Noah loosens his grip on me a bit. "Shit, sorry y/n" he says apologetically.

"Just leave me alone...." I whisper.

Noah looks into my eyes. His hand from the locker moves over to my face where he wipes the tears on my cheeks gently. My heart skips a beat as he does that. At least I know he still cares about me. Even if it's a tiny bit.

"Can I go?" I whisper looking at his hand, which is cupping my cheek. "Y/n I'm sorry- I really fuck-" he starts but i cut him off "stop with all the apologies Noah, it's over." I tell him looking into his eyes. There's tears brimming in them. Those hazel eyes that i was mesmerized by for the past two months now just look dull and broken. Noah breaks the gaze and looks down.

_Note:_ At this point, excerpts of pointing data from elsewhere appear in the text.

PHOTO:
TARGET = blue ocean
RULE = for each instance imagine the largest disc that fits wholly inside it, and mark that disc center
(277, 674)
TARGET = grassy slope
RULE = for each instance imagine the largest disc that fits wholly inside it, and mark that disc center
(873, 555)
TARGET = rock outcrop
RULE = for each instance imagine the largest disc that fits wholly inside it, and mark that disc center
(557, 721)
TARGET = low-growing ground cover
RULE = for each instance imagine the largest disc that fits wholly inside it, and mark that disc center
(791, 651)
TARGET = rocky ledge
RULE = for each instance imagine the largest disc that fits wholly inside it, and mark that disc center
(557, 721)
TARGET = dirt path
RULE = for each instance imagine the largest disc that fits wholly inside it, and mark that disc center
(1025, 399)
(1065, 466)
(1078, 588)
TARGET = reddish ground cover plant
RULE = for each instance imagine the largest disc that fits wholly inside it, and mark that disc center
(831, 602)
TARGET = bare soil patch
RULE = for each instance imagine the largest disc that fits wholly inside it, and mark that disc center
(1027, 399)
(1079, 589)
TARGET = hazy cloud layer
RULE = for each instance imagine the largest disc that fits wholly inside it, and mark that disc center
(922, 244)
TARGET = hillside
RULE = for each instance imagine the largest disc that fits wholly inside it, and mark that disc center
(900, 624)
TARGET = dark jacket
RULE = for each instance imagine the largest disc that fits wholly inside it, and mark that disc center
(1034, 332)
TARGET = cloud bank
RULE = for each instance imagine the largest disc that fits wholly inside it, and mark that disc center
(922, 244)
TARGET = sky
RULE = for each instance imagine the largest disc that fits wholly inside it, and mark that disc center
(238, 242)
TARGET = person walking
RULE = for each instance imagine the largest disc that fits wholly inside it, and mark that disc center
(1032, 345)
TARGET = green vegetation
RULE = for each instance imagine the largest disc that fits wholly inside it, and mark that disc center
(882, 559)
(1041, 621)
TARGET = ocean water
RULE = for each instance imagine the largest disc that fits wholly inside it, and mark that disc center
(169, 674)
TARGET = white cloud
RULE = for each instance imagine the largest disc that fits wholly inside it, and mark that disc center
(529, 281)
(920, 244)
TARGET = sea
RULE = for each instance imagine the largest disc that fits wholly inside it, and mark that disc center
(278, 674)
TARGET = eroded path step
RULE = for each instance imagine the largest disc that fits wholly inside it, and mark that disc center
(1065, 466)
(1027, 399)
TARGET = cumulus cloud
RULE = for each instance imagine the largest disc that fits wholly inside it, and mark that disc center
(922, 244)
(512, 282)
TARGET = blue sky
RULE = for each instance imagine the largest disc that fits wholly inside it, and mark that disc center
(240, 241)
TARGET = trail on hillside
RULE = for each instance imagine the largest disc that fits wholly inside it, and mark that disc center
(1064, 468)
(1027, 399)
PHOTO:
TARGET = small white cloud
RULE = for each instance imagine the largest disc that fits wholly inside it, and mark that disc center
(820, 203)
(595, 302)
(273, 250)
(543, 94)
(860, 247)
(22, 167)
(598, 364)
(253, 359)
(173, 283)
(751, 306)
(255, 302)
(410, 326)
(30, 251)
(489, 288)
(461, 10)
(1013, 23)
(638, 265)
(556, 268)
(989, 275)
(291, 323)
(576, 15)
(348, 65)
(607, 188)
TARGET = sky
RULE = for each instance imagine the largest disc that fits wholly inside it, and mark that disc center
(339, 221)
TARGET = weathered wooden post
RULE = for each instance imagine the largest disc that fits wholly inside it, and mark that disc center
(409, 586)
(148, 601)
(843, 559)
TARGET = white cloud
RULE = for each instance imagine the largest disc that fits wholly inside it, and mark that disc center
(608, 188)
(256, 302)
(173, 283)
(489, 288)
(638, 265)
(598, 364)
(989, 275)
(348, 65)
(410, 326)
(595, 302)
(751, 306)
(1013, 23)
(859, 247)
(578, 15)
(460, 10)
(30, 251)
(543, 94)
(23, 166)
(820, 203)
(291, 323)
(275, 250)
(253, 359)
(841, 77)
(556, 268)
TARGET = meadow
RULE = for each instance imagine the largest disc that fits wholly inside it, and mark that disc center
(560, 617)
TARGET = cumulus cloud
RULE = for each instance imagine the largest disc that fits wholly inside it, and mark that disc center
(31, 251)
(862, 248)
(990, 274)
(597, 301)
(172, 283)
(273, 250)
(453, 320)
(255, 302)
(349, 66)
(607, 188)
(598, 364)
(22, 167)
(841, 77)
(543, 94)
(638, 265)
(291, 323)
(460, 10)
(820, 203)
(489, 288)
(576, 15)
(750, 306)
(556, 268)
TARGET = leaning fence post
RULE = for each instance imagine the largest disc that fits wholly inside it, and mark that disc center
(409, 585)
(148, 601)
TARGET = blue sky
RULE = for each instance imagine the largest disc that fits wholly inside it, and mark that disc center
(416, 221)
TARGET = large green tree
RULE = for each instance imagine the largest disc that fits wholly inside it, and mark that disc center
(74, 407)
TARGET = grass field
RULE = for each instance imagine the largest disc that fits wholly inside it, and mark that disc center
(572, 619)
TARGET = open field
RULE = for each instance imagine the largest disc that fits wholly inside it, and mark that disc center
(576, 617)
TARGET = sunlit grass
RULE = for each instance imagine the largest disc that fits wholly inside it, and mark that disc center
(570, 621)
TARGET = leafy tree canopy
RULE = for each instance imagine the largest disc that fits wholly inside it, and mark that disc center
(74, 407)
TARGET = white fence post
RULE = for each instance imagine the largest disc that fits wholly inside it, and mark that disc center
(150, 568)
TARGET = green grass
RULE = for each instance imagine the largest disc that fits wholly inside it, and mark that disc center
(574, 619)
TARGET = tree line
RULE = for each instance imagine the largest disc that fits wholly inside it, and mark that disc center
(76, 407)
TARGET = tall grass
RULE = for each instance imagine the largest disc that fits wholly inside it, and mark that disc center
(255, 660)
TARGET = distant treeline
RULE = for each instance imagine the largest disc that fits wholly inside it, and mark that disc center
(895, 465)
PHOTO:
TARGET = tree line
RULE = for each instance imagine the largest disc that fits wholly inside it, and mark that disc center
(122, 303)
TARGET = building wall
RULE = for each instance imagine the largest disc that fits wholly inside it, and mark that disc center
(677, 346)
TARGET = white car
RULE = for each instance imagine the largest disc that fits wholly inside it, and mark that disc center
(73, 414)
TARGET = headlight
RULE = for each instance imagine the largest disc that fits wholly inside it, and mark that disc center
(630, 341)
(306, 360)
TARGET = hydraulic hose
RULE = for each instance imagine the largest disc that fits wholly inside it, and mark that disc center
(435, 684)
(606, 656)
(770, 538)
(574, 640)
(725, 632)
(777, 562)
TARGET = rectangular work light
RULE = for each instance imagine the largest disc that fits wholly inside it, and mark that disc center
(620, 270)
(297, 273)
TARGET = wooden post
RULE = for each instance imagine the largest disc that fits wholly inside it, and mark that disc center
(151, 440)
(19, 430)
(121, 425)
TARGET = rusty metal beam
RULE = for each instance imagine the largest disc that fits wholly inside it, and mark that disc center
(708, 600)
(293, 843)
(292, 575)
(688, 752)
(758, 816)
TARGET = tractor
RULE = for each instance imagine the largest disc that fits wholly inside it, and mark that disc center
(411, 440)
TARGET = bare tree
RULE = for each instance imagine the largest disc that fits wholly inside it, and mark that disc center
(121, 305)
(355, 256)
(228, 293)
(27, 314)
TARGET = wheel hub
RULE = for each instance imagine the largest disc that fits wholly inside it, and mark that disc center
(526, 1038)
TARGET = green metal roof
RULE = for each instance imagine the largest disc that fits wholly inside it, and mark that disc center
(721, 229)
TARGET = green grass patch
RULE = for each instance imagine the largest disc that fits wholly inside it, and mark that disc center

He sighs and removes his hand from my chest. I breath a sigh of relief. I slowly bend down and pick up my bag. "I'm sorry Noah....." I say before walking away from him. My tears continuously streaming down my cheeks as I let out a small sob.

I leave Noah standing there as I quickly walk out of the hallway. Once I'm away from him I quickly run outside. All of the students are finally gone since it's been a while. We don't live too far from the school so I start walking home. I cried the whole way home.